'Türkiye mütevazı olmamalı'

Dünya Bankası Türkiye Direktörü Martin Raiser, Türkiye’nin güçlü finans sektörü ve köklü girişimcilik geleneğine vurgu yaparak, “Türkiye üstünlükleri konusunda mütevazı olmamalı” dedi

YAYINLAMA
GÜNCELLEME

WASHINGTON- Dünya Bankası Türkiye Direktörü Martin Raiser, Türkiye’nin güçlü finans sektörü ve köklü girişimcilik geleneğine övgüde bulunarak, “Türkiye üstünlükleri konusunda mütevazı olmamalı” dedi.

Raiser, Türkiye’nin bölgedeki diğer ülkelere kıyasla daha avantajlı olduğunun altını çizerek, “Türkiye’nin bazı özellikleri onu cazip ve güçlü hale getiriyor. Bu özelliklerin başında genç bir nüfusa ve yüksek büyüme potansiyeline sahip olması var. Altyapı sektörü de oldukça sağlam olan Türkiye, Dünya Bankası’nın Lojistik Endeksi’nde ilk 30 ülke arasında yer alıyor” şeklinde konuştu.

Asya, Avrupa ve Orta Doğu arasında bir köprü işlevi gören Türkiye’nin coğrafi konumunun da önemli bir avantaj olduğunu vurgulayan Raiser, sözlerini şöyle sürdürdü:

“Türkiye, köklü bir girişimcilik geleneğine ve risk alabilen girişimcilere sahip. Finans sektörü de çok güçlü. Bu özelliklerden bazılarına diğer ülkeler de sahip olabilir. Ancak, Türkiye üstünlükleri konusunda mütevazı olmamalı”.

Raiser, bu noktada asıl önemli olanın bu avantajları ekonomik kazanca dönüştürebilmek olduğunu ve bunun yatırımların artırılmasıyla sağlanabileceğini ifade etti.

"Özel sektör yatırımları düştü"

Türkiye’deki özel sektör yatırımlarının buna karşın son dönemde düşüşte olduğuna işaret eden Raiser, “Rakamlara baktığımızda, hem doğrudan yabancı yatırımın hem de yurt içi yatırımın çok düşük olduğunu görüyoruz. Aslına bakarsanız, özel sektör yatırımları geçen yılın son çeyreği hariç olmak üzere son 6 çeyrektir düşüyor. Bu yatırımcının kısa vadedeki güvenine yönelik ipuçları veriyor. Bence, yapısal reformların acilen bu alana yönlendirilmesi gerekiyor” ifadelerini kullandı.

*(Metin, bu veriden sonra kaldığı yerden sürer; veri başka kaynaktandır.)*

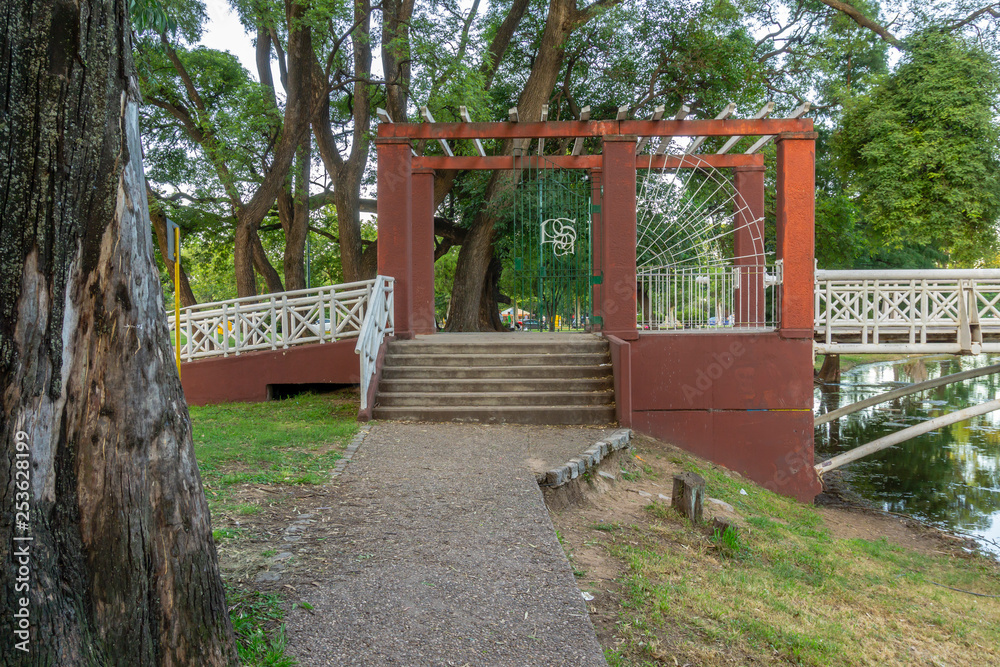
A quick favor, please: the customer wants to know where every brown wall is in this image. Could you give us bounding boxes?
[624,333,821,502]
[181,340,361,405]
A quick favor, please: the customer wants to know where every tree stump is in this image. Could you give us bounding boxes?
[671,472,705,524]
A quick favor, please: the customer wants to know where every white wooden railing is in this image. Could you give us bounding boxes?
[815,269,1000,354]
[167,280,377,361]
[354,276,395,410]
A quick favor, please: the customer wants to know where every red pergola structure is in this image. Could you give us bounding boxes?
[375,115,821,500]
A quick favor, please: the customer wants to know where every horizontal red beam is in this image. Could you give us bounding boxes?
[378,118,813,139]
[413,153,764,170]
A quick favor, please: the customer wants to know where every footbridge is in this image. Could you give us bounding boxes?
[814,269,1000,354]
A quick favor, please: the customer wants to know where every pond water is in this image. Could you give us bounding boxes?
[815,355,1000,555]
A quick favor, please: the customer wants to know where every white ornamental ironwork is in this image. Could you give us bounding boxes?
[541,218,576,257]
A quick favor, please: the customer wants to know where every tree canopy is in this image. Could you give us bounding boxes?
[137,0,1000,329]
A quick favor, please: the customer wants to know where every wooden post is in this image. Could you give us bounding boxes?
[671,472,705,524]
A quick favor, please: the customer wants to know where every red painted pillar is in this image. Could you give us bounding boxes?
[777,132,816,338]
[590,169,604,331]
[375,138,413,338]
[733,165,765,327]
[410,169,437,334]
[601,136,639,340]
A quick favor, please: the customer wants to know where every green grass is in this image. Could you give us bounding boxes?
[584,444,1000,666]
[226,586,298,667]
[191,390,358,506]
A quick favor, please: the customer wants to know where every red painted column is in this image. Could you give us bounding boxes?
[733,166,765,327]
[601,136,639,340]
[410,169,437,334]
[375,138,413,338]
[590,169,604,331]
[777,132,816,338]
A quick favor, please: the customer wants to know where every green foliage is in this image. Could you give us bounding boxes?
[835,32,1000,264]
[226,585,298,667]
[190,392,358,502]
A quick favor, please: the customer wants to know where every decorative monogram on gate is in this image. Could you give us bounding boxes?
[541,218,576,257]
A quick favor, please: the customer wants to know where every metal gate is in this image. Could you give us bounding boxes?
[508,156,593,331]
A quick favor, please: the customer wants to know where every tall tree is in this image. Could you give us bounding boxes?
[0,0,236,666]
[837,30,1000,263]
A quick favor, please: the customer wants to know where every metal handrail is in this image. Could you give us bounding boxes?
[354,276,395,410]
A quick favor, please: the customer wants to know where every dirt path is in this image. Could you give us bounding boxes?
[274,423,608,666]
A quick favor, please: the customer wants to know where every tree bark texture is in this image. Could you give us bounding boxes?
[0,0,237,666]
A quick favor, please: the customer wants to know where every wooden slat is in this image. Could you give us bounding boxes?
[684,102,736,155]
[378,118,813,139]
[656,104,691,155]
[420,107,455,157]
[375,107,417,155]
[573,104,590,155]
[716,102,774,155]
[746,102,812,155]
[458,105,486,156]
[635,104,667,154]
[538,104,549,155]
[413,153,764,170]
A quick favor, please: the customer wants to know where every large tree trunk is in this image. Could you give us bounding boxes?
[278,135,310,290]
[0,0,237,666]
[448,0,586,331]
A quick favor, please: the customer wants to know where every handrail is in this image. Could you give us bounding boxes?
[816,269,1000,281]
[354,276,395,411]
[167,280,375,361]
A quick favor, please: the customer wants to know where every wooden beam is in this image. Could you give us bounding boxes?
[635,104,667,153]
[413,153,764,170]
[458,105,486,156]
[684,102,736,155]
[375,107,417,156]
[573,104,590,155]
[420,107,455,157]
[378,118,813,139]
[538,104,549,155]
[716,102,774,155]
[656,104,691,155]
[746,102,811,155]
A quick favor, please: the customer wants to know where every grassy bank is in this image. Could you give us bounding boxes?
[554,439,1000,666]
[190,389,358,667]
[191,390,358,513]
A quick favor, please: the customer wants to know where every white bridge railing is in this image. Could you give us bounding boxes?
[167,280,377,361]
[354,276,395,410]
[636,260,782,333]
[815,269,1000,354]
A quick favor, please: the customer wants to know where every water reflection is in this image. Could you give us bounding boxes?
[814,355,1000,553]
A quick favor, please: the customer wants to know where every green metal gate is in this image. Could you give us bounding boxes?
[511,156,593,331]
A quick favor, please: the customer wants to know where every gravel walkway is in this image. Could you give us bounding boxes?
[286,422,611,667]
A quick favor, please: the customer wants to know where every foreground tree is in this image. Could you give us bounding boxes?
[0,0,236,666]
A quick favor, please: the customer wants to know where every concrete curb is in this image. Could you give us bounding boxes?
[535,428,632,488]
[330,422,372,479]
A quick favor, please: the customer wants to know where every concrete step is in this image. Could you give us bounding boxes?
[376,389,615,408]
[379,376,614,395]
[389,334,608,355]
[373,405,615,425]
[384,347,608,368]
[382,364,612,380]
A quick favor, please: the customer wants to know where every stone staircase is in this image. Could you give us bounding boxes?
[373,333,615,424]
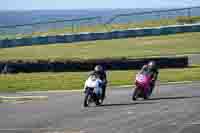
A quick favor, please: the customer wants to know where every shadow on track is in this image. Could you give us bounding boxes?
[99,96,200,107]
[149,96,200,101]
[99,101,156,107]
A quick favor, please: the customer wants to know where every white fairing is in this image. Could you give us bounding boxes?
[84,76,102,94]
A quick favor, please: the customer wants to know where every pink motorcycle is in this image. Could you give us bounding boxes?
[132,73,151,101]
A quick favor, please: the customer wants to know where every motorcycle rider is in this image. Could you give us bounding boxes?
[140,61,159,95]
[90,65,107,99]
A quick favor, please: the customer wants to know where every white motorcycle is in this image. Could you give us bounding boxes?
[84,75,103,107]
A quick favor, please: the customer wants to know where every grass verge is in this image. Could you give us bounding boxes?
[0,32,200,61]
[0,16,200,40]
[0,66,200,92]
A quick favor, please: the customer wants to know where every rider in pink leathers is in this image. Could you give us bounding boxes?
[140,61,159,94]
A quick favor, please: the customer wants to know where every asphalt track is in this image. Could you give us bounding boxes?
[0,83,200,133]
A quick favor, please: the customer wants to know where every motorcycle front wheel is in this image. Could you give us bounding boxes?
[83,92,92,107]
[132,88,139,101]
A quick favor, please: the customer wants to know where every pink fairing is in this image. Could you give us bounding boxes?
[136,74,151,92]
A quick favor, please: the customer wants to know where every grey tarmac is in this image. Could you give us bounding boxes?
[0,83,200,133]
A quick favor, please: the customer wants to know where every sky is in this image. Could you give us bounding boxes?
[0,0,200,10]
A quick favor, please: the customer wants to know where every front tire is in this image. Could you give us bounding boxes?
[83,92,91,107]
[132,88,139,101]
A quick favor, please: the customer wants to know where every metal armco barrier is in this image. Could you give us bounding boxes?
[0,57,188,73]
[0,24,200,48]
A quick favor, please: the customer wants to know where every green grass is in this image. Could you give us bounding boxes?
[0,32,200,61]
[0,66,200,92]
[0,16,200,39]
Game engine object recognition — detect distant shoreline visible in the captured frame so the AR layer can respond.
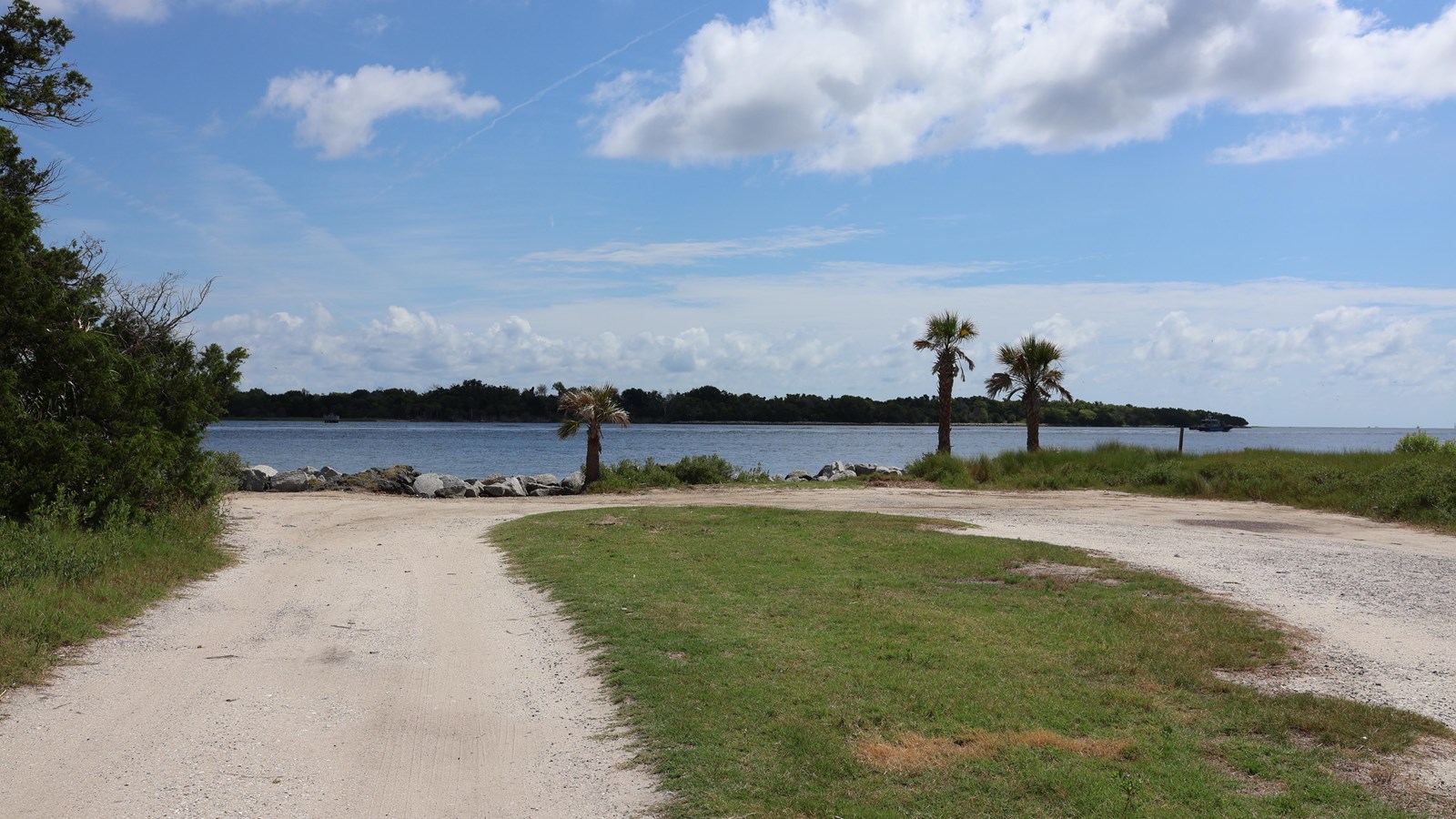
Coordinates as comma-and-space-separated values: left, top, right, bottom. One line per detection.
217, 415, 1252, 431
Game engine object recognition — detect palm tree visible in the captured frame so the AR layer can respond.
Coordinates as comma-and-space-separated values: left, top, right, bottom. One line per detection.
556, 383, 632, 484
986, 335, 1072, 451
915, 310, 976, 451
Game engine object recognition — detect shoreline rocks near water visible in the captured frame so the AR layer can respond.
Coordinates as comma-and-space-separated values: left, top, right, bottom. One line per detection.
238, 460, 905, 499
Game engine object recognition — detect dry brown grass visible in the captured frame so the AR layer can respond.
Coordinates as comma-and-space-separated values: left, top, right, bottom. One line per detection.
854, 729, 1133, 774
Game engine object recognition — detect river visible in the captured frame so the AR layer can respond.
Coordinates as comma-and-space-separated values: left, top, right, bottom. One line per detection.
206, 421, 1456, 478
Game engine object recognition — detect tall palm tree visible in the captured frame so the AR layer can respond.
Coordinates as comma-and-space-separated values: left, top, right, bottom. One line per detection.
556, 383, 632, 484
986, 335, 1072, 451
915, 310, 977, 451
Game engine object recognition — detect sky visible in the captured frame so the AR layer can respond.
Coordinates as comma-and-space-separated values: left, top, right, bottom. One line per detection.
20, 0, 1456, 427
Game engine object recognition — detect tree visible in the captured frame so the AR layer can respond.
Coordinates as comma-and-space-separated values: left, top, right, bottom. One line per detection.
0, 0, 246, 521
915, 310, 977, 451
556, 383, 632, 484
0, 0, 90, 126
986, 335, 1072, 451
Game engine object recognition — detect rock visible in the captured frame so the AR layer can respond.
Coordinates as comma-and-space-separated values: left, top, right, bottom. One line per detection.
814, 460, 857, 480
238, 463, 278, 492
435, 475, 466, 497
339, 463, 420, 495
814, 460, 849, 478
410, 472, 464, 497
498, 475, 526, 497
268, 466, 323, 492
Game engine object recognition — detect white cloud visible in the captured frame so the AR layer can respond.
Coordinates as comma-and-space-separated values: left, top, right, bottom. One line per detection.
595, 0, 1456, 172
197, 277, 1456, 426
36, 0, 170, 24
1213, 128, 1344, 165
36, 0, 308, 24
349, 15, 399, 36
520, 228, 876, 267
1031, 313, 1097, 345
1136, 305, 1439, 382
264, 66, 500, 159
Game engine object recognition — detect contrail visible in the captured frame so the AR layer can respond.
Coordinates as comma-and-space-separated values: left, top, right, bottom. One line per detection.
376, 3, 709, 198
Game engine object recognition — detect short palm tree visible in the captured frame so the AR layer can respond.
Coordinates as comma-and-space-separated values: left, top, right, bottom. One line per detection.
556, 383, 632, 484
986, 335, 1072, 451
915, 310, 976, 451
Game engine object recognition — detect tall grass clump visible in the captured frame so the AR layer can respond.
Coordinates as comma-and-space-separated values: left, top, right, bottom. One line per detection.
592, 453, 769, 492
0, 499, 230, 693
905, 433, 1456, 532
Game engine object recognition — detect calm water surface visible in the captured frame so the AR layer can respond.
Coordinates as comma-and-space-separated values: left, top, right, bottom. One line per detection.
207, 421, 1456, 478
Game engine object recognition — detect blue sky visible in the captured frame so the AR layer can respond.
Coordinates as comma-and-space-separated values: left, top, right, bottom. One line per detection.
20, 0, 1456, 427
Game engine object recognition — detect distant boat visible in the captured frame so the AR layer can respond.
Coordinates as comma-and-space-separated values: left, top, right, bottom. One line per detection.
1188, 419, 1233, 433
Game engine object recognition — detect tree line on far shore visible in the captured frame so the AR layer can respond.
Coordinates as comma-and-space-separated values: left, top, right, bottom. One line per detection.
228, 379, 1248, 427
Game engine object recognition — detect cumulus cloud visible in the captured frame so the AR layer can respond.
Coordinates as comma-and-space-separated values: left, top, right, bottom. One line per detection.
1213, 128, 1342, 165
262, 66, 500, 159
1136, 306, 1436, 380
595, 0, 1456, 172
36, 0, 170, 24
520, 228, 876, 267
1031, 313, 1097, 351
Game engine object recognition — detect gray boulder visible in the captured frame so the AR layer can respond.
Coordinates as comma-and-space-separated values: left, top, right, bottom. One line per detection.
485, 475, 526, 497
410, 472, 464, 497
268, 466, 323, 492
410, 472, 446, 497
238, 463, 278, 492
435, 475, 466, 497
339, 463, 420, 495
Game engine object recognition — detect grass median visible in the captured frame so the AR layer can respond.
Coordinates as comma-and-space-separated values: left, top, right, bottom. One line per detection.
905, 441, 1456, 532
0, 507, 231, 693
492, 509, 1449, 817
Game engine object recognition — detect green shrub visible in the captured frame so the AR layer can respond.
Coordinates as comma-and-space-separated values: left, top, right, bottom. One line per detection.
672, 453, 738, 484
1395, 430, 1451, 455
905, 451, 971, 487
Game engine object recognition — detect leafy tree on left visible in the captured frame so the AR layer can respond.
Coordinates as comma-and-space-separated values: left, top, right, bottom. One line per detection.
0, 0, 248, 521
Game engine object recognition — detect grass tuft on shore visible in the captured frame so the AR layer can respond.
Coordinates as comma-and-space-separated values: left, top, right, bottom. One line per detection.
0, 504, 231, 693
492, 509, 1451, 817
905, 441, 1456, 532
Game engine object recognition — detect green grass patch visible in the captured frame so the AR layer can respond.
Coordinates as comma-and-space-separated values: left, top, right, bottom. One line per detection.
590, 453, 769, 492
492, 509, 1449, 817
0, 507, 231, 691
905, 443, 1456, 532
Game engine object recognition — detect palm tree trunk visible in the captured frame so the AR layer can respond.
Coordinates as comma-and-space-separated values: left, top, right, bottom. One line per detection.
935, 371, 956, 455
1026, 400, 1041, 451
587, 427, 602, 484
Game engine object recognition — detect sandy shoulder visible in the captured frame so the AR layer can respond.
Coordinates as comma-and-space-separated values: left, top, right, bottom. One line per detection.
0, 488, 1456, 817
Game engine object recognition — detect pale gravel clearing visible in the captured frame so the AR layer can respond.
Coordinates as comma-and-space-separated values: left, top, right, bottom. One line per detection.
0, 488, 1456, 817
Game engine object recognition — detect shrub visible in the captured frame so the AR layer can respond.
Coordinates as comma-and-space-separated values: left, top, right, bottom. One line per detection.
672, 453, 738, 484
905, 451, 971, 487
1395, 430, 1451, 455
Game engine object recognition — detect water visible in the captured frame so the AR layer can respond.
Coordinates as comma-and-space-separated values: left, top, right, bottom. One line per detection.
207, 421, 1456, 478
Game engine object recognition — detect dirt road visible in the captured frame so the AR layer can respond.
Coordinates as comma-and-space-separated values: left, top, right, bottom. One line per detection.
0, 488, 1456, 817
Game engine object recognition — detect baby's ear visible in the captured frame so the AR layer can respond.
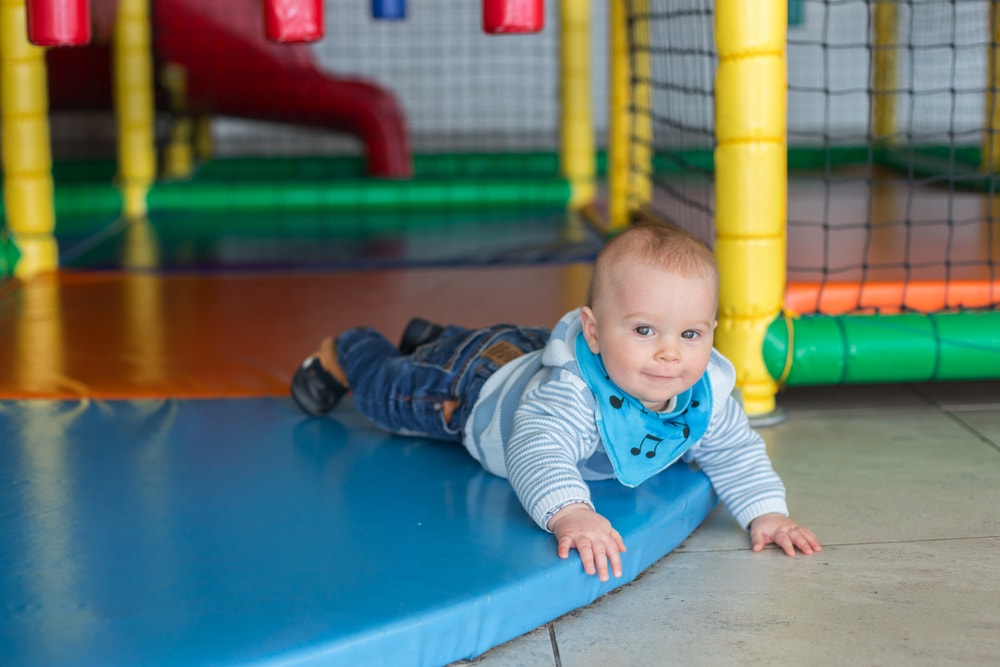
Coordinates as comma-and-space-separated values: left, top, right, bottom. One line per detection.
580, 306, 601, 354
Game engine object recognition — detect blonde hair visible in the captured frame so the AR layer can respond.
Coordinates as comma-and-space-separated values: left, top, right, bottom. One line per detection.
587, 218, 719, 308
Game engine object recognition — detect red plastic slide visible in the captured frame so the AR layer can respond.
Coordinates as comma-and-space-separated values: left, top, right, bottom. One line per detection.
47, 0, 412, 178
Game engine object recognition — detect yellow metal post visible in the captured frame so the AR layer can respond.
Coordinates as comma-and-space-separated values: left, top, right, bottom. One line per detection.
715, 0, 788, 416
560, 0, 596, 209
0, 0, 59, 277
980, 2, 1000, 172
607, 0, 632, 229
872, 0, 899, 142
628, 0, 653, 213
113, 0, 156, 219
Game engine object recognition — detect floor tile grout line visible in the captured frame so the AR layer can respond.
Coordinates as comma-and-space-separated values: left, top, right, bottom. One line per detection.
944, 412, 1000, 452
680, 533, 1000, 558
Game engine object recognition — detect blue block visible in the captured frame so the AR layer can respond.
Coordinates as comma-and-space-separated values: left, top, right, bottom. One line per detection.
372, 0, 406, 21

Raiser, yapısal reformların Türkiye’nin sahip olduğu avantajları sermayeye çevirebilmesine olanak sağlayacağını savunurken, cari açık ve enflasyonun ise yakından izlenmesi gerektiğini dile getirdi.

ABD Merkez Bankasının (Fed) daha sıkı para politikasına başlayacak olmasının gelişmekte olan ülkeler için bazı riskler oluşturduğuna da değinen Raiser, "Güçlenen dolar enflasyonu yükseltebilir" uyarısını yaptı. 

Raiser, bölgedeki güvenlik sorunlarının ise şimdiye kadar ekonomi üzerinde kayda değer bir etkisi olmadığını, ancak şiddet olaylarının devam etmesi durumunda doğacak belirsizliğin riskler oluşturabileceğini söyledi. 

"Türkiye dünyanın en hızlı büyüyen pazarında yeteri kadar temsil edilmiyor"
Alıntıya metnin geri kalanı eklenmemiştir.